London is a vibrant city, where a vast array of cultures, professions and socio-economic groups live, work and play together. This brings with it its own set of challenges.
When emerging Sydney-based architect Andrew Burns was invited by the UK’s Architecture Foundation to develop a design proposal for an existing uninspiring laneway in London Bridge, he knew it was an opportunity to create a sense of community.
“It’s really about trying to create a way for quite an innovative community participation,” Burns says.
“When you think about community participation there’s often this sense of compromised design. To me, this project tries to find the sweet spot between a participatory project and design excellence.”
Burns’ winning scheme uses compression and decompression of spaces along the ’higgledy-piggledy’ cut-through, to create interest and define space.
“It’s a strange, contorted laneway, because it’s a cut-through behind the buildings.”
“We established this geometry, which narrows, widens, narrows, widens and so on. It creates this sense of extended space, then compressed space. It’s a very precise architectural figure imposed on the ground, following all the realities of the geometries of the site. Found geometry is a real gift when you’re designing, because it gives you something to spring from.”

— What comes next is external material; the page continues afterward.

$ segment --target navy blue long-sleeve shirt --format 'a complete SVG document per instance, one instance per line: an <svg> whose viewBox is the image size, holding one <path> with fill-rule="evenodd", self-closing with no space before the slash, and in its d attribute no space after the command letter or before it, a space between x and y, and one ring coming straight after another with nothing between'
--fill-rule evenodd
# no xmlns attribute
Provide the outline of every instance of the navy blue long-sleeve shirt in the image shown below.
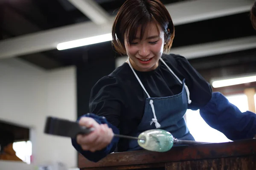
<svg viewBox="0 0 256 170"><path fill-rule="evenodd" d="M242 127L247 126L247 128L242 129L240 133L247 133L248 128L251 128L256 125L255 122L252 122L248 125L249 121L243 120L255 119L255 114L247 112L246 114L248 116L244 118L246 115L242 114L235 106L230 107L229 102L224 102L227 99L222 98L223 96L218 95L218 93L212 93L209 83L185 57L170 54L164 55L162 58L180 79L185 79L192 100L191 103L188 105L188 109L200 109L201 116L210 126L230 137L231 140L235 140L244 139L245 136L240 135L234 137L233 135L231 135L231 133L236 133L230 130L233 129L233 128L235 125L232 122L238 125L237 123L241 121L240 124ZM135 71L151 97L172 96L181 91L182 85L160 60L158 67L154 70L148 72ZM92 116L100 124L107 123L115 133L129 135L140 122L147 97L128 64L125 63L110 75L99 80L93 87L89 103L89 111L92 113L84 116ZM219 100L218 98L221 99ZM225 110L225 107L229 107L229 109L231 110L229 111ZM105 119L102 119L102 116ZM229 124L219 119L226 119L227 117L230 119ZM252 134L256 132L255 129L251 131ZM250 133L249 133L247 136L250 138ZM114 137L112 142L106 148L91 153L83 151L75 139L72 139L72 144L77 150L93 162L98 161L116 149L119 152L127 150L128 142L128 139Z"/></svg>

Working with renowned English landscape designer Sarah Eberle, the team involved will place around 200 trees and plants into concrete containers around the site, with the remaining 400 or so plants to be contributed by the community.
“It creates some interesting design issues of how you establish a narrative of planting and how you then work with the community to, in a way, embellish that narrative, without being prescriptive,” Burns explains.
“I think, with our generation, there’s an increasing acceptance of informal planting, as opposed to a manicured garden. It’s a significant change – expecting a more humane quality to a city. So this project becomes a bit of a test of that sort of thing.”
Although the planting will largely be a community effort, the geometry of the site has been defined by Burns, with large wire entry structures ’funnelling’ Gibbon’s Rent visitors into the space, which uses the ’harlequin’ pattern to create asphalt pathways and angular garden zones.
“With this project, a big factor is trust. If we’re placing a whole lot of pots around, you can imagine a client group being quite concerned about someone walking off with a pot, but all the partners are really excited about that; they think it gives it an energy. If a project can stimulate, or raise consciousness of a concept of trust, I think that’s quite positive.”
The garden is designed to become a permanent fixture on the site and will be officially opened during the London Festival of Architecture, 23 June – 8 July 2012. The design was developed in collaboration with Tom Gray and Alan Powell.